I guess I choose to share this because I just don't want to be easily dismissed. I don't want people to categorized my thoughts and passions as being ignorant just because they are not always the majority/mainstream belief. I suppose I feel like I still have something to offer.
And even more importantly to me is that others see me as a strong lady, but a lady who will always love first and wants nothing more than to share a conversation. I don't want to be misunderstood and I really don't want you to be either.
And in a final splattering of words: anyone see the movie The Vow? The male lead talks about our personal life being the sum of our experiences and memories. This stuck out to me like crazy because it is insanely true. I am who I am today because of my past. I am the good, I am the bad, I am the sad and I am the 'adventure'. I am who I am because of my incredibly fortunate opportunity to attend college, travel to Israel, live for a semester in the ghetto and as a minority; I am who I am because of my incredible childhood, for leading a ministry program in Acadia National Park, because of my parents, because of my faith...
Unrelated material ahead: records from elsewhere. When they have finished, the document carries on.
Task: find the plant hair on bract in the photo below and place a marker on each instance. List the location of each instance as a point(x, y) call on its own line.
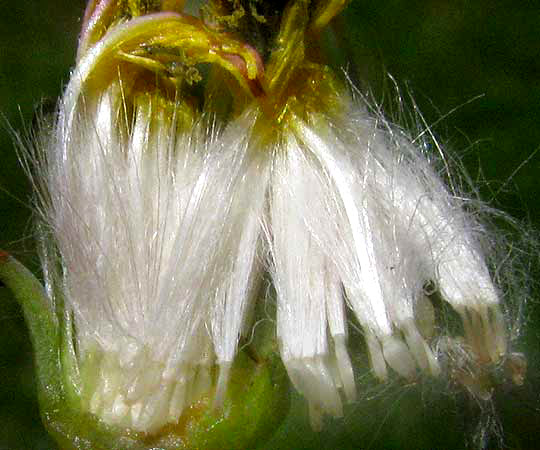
point(159, 222)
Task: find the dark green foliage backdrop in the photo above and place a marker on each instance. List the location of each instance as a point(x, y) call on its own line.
point(448, 53)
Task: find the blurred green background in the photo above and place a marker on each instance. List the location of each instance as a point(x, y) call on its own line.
point(480, 58)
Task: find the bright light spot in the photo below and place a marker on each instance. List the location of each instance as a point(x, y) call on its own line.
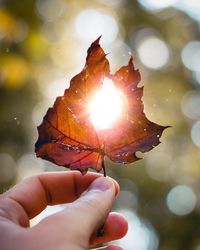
point(191, 7)
point(106, 106)
point(49, 10)
point(181, 200)
point(89, 24)
point(189, 104)
point(153, 53)
point(191, 54)
point(140, 236)
point(155, 4)
point(195, 133)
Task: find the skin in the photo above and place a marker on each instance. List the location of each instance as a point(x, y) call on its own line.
point(89, 201)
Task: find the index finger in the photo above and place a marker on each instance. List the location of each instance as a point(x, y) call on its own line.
point(53, 188)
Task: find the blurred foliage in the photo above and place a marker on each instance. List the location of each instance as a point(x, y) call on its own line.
point(41, 48)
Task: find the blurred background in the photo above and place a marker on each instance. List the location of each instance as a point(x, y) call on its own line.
point(43, 44)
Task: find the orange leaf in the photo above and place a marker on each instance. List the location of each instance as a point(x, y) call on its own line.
point(67, 135)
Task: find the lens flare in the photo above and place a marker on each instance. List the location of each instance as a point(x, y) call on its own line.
point(106, 106)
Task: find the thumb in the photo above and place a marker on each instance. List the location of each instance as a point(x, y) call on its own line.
point(92, 208)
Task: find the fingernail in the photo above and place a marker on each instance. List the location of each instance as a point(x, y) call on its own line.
point(101, 183)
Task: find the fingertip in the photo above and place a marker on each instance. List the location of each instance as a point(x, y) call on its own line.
point(116, 185)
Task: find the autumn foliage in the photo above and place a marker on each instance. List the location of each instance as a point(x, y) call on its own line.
point(67, 136)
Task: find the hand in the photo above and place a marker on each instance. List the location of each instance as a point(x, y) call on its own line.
point(90, 199)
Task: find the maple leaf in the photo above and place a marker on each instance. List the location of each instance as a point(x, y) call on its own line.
point(69, 138)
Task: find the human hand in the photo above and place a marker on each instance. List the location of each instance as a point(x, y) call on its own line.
point(90, 199)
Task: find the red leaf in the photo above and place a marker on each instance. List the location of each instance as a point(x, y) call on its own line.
point(67, 135)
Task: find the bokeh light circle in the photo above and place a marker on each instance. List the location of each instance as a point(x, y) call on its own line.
point(153, 53)
point(195, 133)
point(189, 104)
point(190, 55)
point(181, 200)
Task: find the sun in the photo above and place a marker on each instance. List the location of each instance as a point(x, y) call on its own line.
point(106, 106)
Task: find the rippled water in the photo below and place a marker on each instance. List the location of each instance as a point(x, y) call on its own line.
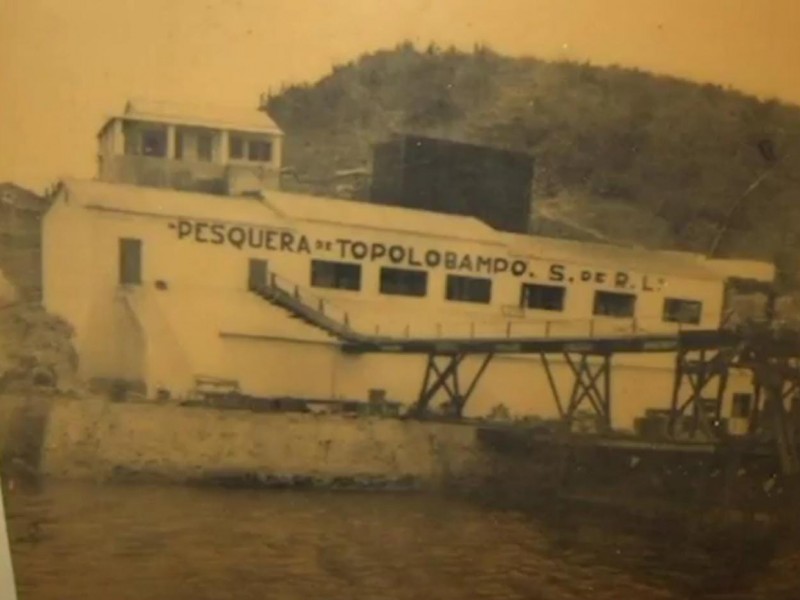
point(123, 542)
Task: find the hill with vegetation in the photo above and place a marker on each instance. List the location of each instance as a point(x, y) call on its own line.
point(624, 154)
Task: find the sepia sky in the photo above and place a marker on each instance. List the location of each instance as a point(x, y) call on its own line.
point(65, 64)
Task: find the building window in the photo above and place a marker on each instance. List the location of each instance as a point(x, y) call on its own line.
point(236, 147)
point(130, 261)
point(342, 276)
point(682, 311)
point(257, 274)
point(204, 147)
point(469, 289)
point(614, 304)
point(542, 297)
point(154, 142)
point(403, 282)
point(259, 151)
point(179, 141)
point(742, 406)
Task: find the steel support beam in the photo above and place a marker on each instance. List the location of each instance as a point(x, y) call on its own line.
point(591, 386)
point(443, 379)
point(706, 376)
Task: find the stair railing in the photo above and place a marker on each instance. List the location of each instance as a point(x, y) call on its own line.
point(338, 318)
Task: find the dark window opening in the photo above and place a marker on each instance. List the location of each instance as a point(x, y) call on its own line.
point(614, 304)
point(469, 289)
point(154, 142)
point(342, 276)
point(682, 311)
point(403, 282)
point(236, 147)
point(542, 297)
point(130, 261)
point(257, 274)
point(742, 406)
point(179, 144)
point(204, 147)
point(259, 151)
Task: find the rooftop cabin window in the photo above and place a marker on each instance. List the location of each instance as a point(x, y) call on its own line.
point(614, 304)
point(403, 282)
point(542, 297)
point(335, 275)
point(469, 289)
point(146, 141)
point(204, 147)
point(236, 147)
point(242, 147)
point(687, 312)
point(259, 151)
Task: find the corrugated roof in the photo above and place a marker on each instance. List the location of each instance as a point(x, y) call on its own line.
point(381, 217)
point(277, 208)
point(200, 115)
point(170, 203)
point(664, 262)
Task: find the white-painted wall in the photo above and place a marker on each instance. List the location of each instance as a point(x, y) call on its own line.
point(206, 323)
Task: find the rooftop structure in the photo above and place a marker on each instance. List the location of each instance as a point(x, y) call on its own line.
point(199, 148)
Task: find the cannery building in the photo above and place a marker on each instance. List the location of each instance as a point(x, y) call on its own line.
point(165, 288)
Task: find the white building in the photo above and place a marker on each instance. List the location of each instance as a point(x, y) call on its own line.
point(158, 285)
point(216, 150)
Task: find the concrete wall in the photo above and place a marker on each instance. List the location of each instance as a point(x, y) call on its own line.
point(100, 440)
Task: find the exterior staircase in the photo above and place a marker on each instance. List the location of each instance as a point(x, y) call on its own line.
point(303, 305)
point(309, 309)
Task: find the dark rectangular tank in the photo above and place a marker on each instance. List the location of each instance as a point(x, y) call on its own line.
point(452, 177)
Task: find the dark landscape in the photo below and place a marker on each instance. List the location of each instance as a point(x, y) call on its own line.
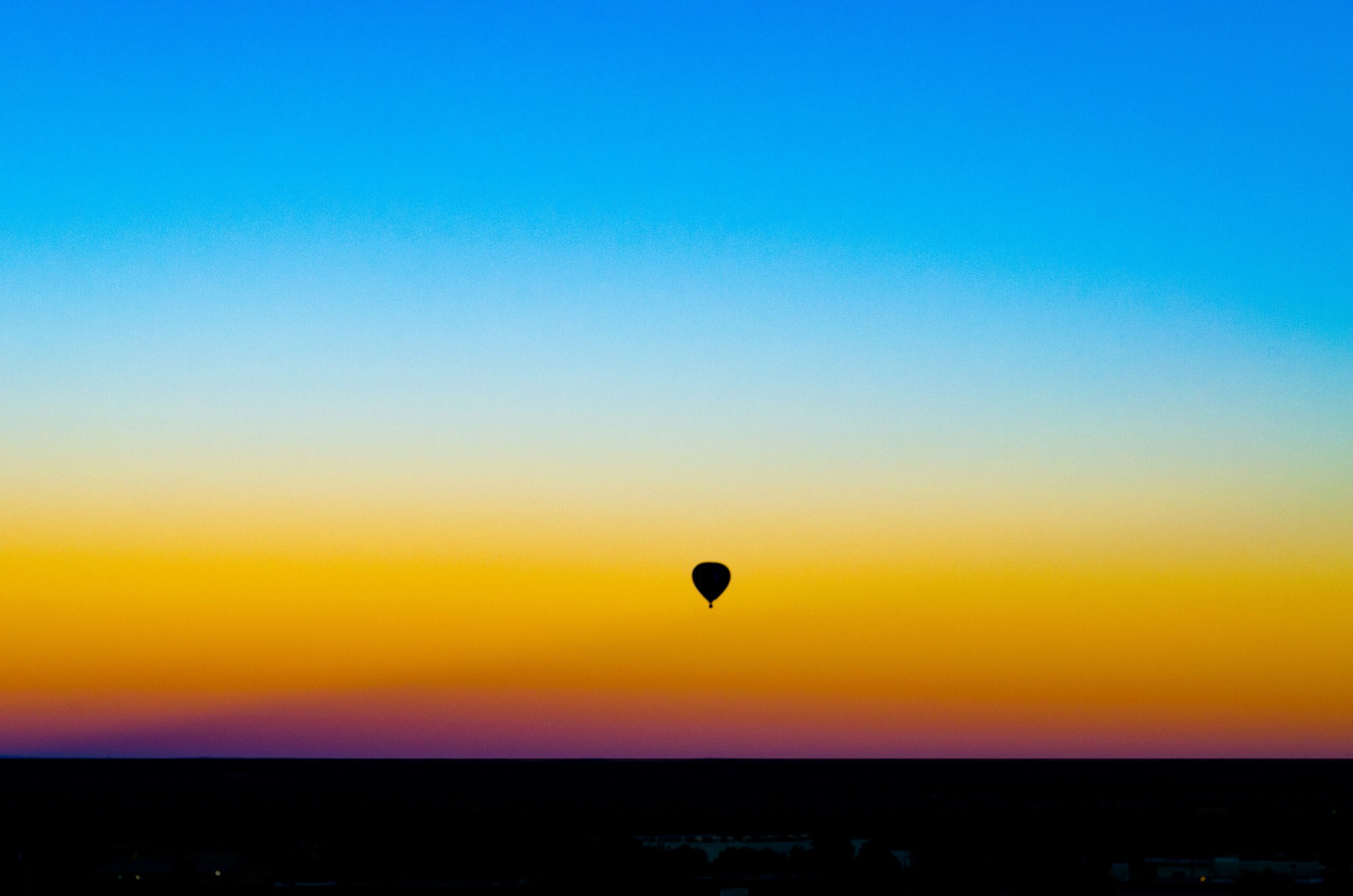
point(711, 827)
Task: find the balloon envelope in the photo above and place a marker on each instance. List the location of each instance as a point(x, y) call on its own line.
point(711, 580)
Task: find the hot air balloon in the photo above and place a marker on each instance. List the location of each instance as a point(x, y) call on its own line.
point(711, 580)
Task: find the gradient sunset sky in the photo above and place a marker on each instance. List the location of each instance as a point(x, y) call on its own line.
point(373, 375)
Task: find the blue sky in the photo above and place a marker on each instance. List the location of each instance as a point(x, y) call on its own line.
point(1199, 146)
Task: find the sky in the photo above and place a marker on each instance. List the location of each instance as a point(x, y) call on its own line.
point(373, 377)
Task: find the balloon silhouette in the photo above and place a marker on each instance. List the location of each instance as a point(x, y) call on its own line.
point(711, 580)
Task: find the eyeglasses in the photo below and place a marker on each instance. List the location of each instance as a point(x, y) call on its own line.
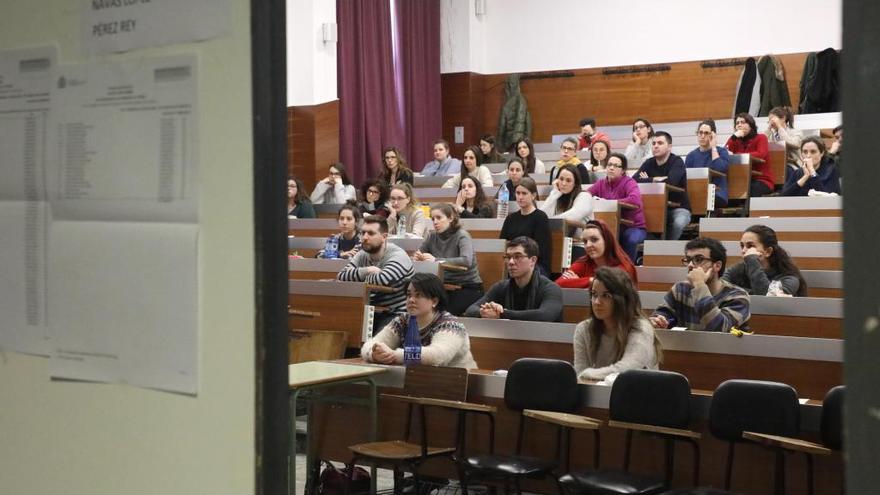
point(603, 297)
point(697, 260)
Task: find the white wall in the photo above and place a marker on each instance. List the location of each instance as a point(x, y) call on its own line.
point(81, 438)
point(311, 63)
point(538, 35)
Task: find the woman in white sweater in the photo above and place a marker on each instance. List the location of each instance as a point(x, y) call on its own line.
point(618, 337)
point(568, 201)
point(335, 189)
point(471, 166)
point(444, 339)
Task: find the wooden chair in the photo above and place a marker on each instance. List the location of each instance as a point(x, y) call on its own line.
point(424, 387)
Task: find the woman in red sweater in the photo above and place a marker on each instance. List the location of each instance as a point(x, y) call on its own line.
point(746, 139)
point(602, 250)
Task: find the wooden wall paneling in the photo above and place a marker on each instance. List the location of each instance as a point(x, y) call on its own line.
point(312, 141)
point(686, 92)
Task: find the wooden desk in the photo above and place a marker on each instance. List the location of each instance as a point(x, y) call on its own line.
point(315, 376)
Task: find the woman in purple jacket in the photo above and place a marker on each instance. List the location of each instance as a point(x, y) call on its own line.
point(617, 185)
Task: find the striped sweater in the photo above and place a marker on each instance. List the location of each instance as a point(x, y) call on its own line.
point(396, 272)
point(698, 309)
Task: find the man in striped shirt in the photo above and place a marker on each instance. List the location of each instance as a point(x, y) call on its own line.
point(704, 301)
point(380, 263)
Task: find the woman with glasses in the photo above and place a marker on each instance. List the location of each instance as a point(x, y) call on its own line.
point(529, 222)
point(335, 188)
point(375, 198)
point(471, 166)
point(766, 268)
point(525, 150)
point(617, 337)
point(602, 249)
point(444, 339)
point(450, 244)
point(298, 204)
point(471, 201)
point(639, 149)
point(817, 172)
point(348, 240)
point(394, 167)
point(405, 212)
point(745, 139)
point(568, 201)
point(619, 186)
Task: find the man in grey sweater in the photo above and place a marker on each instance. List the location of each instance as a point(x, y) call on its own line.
point(526, 295)
point(380, 263)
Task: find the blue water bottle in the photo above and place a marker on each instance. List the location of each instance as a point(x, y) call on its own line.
point(331, 248)
point(412, 343)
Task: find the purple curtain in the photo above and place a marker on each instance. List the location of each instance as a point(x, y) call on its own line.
point(389, 81)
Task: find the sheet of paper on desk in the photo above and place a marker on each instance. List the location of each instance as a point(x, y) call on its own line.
point(123, 303)
point(26, 78)
point(127, 142)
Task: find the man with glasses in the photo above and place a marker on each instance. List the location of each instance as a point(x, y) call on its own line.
point(380, 263)
point(704, 301)
point(443, 164)
point(526, 294)
point(568, 156)
point(666, 166)
point(709, 154)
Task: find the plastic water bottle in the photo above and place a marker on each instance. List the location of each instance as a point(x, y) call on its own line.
point(331, 248)
point(503, 201)
point(412, 343)
point(401, 226)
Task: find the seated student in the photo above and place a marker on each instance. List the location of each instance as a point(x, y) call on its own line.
point(473, 167)
point(529, 222)
point(817, 172)
point(780, 129)
point(298, 204)
point(745, 139)
point(516, 170)
point(526, 151)
point(380, 263)
point(568, 201)
point(589, 134)
point(444, 339)
point(526, 295)
point(488, 150)
point(617, 337)
point(599, 158)
point(709, 155)
point(602, 250)
point(375, 198)
point(335, 188)
point(765, 263)
point(348, 240)
point(666, 166)
point(443, 164)
point(471, 201)
point(639, 149)
point(617, 185)
point(394, 167)
point(704, 301)
point(568, 156)
point(405, 212)
point(452, 245)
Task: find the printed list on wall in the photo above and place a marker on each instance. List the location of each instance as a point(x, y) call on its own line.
point(102, 212)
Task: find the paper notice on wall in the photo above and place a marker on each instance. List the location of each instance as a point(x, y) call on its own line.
point(121, 25)
point(26, 77)
point(124, 303)
point(126, 141)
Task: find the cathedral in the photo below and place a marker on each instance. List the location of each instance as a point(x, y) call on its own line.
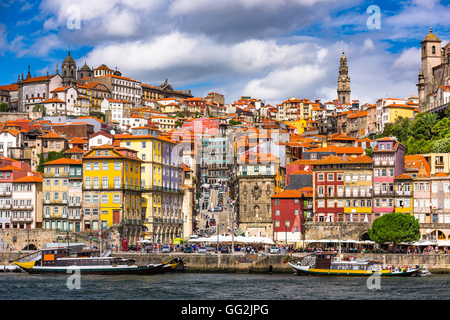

I am valuable, my beliefs are valid... and if nothing else supports my opinion than the mere fact of my experiences... then that will just have to be enough.
Please don't mentally pat me on my back and dismiss me because you just think I'm naive--I come from amazing adventures and beliefs that give me all the foundation I need to confidently believe what I do.
And remember... when it gets down to it, I really care a lot more about the person and whether they are being loved and heard than getting my point across. So maybe that makes this whole post null and void.
And now some pictures from my latest swim adventure with a girl who could care less about all the petty things I'm stressing about. She just loves me as me. Thank goodness for Ali.
Anyone else ever feel misunderstood for merely taking the 'straight and narrow' or for being a Christian?